Question

What does the revenue equivalence theorem say? Given an example to illustrate the revenue equivalence theorem.

Answer 1

The revenue equivalence theorem states that for certain economic environments, the expected revenue and bidder profits for a broad class of auctions will be the same provided that bidders use equilibrium strategies.

The Revenue Equivalence Theorem

Theorem 1

If there are two bidders with values drawn from U[0,1], then any standard auction has an expected revenue 1/3 and gives a bidder with value v and expected profit of v^2 / 2, the same as the second-price auction.

Theorem 2

If there are N bidders with values drawn from a continuous distribution (e.g. uniform on [a, b]), then any standard auction leads to the same expected revenue, and same expected bidder profit, as a second-price auction.

Example: Second Price Auction

The second price auction is a standard auction.

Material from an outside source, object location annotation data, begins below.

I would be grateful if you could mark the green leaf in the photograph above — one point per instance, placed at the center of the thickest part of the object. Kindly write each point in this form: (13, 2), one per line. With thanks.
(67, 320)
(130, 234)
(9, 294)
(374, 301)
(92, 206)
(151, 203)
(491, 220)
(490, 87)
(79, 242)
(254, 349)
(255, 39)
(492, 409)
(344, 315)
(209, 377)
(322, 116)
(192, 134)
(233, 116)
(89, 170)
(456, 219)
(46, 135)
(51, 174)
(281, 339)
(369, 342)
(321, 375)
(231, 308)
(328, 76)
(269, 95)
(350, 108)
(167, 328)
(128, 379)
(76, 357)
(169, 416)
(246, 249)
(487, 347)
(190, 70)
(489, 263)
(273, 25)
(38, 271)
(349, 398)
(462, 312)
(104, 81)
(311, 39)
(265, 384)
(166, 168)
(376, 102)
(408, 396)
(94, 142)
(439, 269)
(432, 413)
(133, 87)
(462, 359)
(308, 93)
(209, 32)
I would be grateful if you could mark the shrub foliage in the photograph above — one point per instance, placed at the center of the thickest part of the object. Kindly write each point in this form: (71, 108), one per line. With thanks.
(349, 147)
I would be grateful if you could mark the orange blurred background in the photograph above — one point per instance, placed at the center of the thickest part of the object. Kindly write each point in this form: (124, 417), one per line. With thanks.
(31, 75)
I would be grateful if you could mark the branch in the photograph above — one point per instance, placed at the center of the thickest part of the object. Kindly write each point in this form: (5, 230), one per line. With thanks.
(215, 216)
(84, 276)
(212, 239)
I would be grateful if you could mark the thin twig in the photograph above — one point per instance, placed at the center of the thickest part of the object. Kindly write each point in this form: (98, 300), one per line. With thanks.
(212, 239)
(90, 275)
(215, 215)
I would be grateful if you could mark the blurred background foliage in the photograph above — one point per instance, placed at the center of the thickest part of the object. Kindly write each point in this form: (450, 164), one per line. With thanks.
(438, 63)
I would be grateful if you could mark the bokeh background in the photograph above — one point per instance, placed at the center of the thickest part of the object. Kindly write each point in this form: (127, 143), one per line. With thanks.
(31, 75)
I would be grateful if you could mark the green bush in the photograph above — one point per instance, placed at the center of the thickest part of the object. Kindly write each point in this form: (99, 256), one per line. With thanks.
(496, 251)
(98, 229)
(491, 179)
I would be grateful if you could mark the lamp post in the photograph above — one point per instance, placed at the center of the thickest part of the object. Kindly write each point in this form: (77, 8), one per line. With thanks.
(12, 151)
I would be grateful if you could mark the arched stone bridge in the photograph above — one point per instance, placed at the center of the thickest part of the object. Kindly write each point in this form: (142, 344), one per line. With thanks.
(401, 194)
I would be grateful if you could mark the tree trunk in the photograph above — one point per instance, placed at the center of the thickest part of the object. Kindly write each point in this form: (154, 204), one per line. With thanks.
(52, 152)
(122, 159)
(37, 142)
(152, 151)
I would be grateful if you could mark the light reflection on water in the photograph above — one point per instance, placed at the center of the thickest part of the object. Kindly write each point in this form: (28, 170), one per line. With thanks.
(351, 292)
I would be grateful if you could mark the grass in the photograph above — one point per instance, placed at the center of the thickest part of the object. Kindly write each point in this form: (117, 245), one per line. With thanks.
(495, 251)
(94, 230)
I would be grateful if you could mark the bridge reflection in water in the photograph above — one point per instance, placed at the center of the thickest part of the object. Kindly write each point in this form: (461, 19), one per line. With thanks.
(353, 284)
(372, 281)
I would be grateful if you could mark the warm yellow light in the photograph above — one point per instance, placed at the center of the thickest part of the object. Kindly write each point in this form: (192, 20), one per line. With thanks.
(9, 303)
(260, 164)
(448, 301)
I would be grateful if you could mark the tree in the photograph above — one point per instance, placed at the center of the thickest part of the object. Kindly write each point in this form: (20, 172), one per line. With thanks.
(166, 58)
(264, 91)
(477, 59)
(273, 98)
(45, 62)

The payment rule has t(bi,bj ) equal to zero if bi < bj , and equal to bj if bi > bj . In equilibrium, each bidder bids his value, so the equilibrium strategy is b(v) = v. In equilibrium the bidder with the higher value will win, and pay the bid (or equivalently value) of the lower-valued bidder. The expected revenue is 1/3. Why 1/3? If we take two draws from a uniform distribution on [0,1], the higher draw will be on average 2/3 and the lower draw will be on average 1/3. Notice also that if a bidder has value v, he expects to win whenever the other bidder has a value less than v; which happens with probability equal to v. If he does win, he expects to pay v/2. So the expected profit of a bidder with value v is U(v) = v.(v - v/2) = v ^2 / 2.